In the borough the population was spread out, with 29.5% under the age of 18, 6.6% from 18 to 24, 29.2% from 25 to 44, 19.2% from 45 to 64, and 15.4% who were 65 years of age or older. The median age was 34 years. For every 100 females there were 101.4 males. For every 100 females age 18 and over, there were 98.0 males.

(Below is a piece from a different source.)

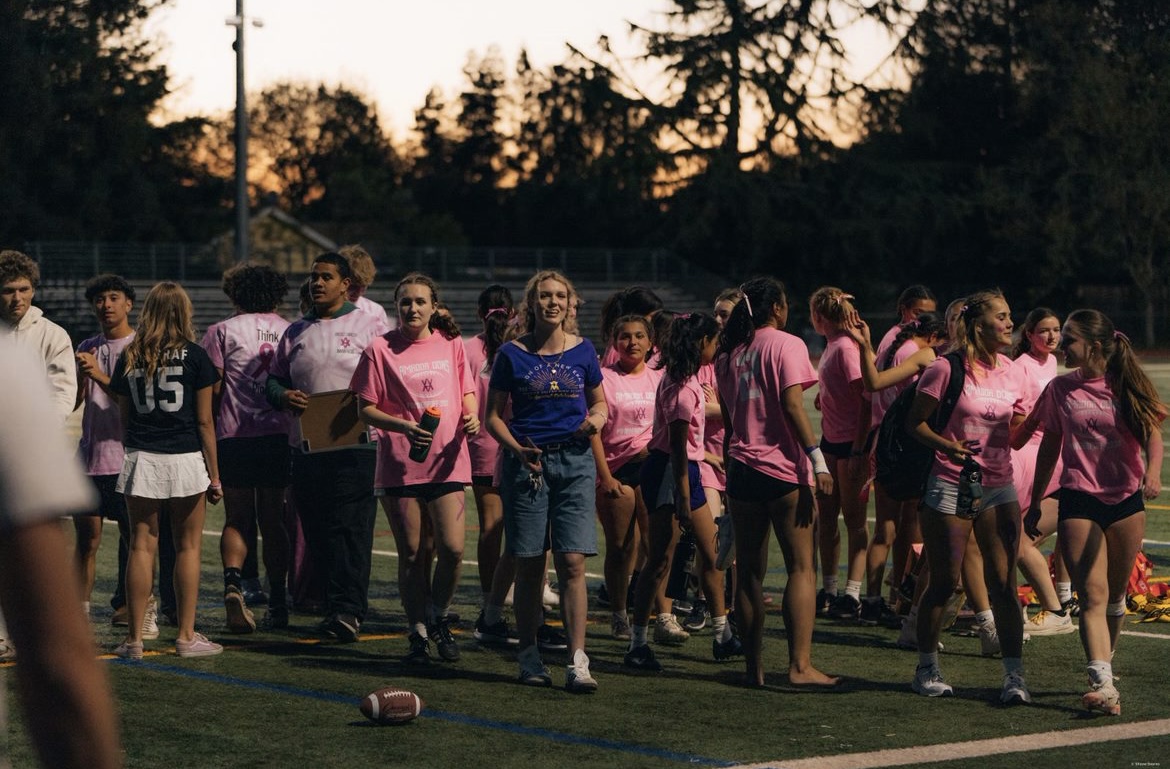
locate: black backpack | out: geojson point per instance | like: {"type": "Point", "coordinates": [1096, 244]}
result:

The median income for a household in the borough was $41,087, and the median income for a family was $43,889. Males had a median income of $28,828 versus $27,813 for females. The per capita income for the borough was $18,256. About 6.3% of families and 10.6% of the population were below the poverty line, including 17.8% of those under age 18 and 1.7% of those age 65 or over.

Historical population
| Census | Pop. | Note | %± |
| 1880 | 248 |  | — |
| 1900 | 393 |  | — |
| 1910 | 383 |  | −2.5% |
| 1920 | 358 |  | −6.5% |
| 1930 | 338 |  | −5.6% |
| 1940 | 381 |  | 12.7% |
| 1950 | 409 |  | 7.3% |
| 1960 | 588 |  | 43.8% |
| 1970 | 589 |  | 0.2% |
| 1980 | 600 |  | 1.9% |
| 1990 | 693 |  | 15.5% |
| 2000 | 848 |  | 22.4% |
| 2010 | 952 |  | 12.3% |
| 2020 | 867 |  | −8.9% |
Sources:

== Education ==
The borough is served by the Upper Adams School District. Located in Arendtsville is the district's intermediate school, Upper Adams Intermediate School.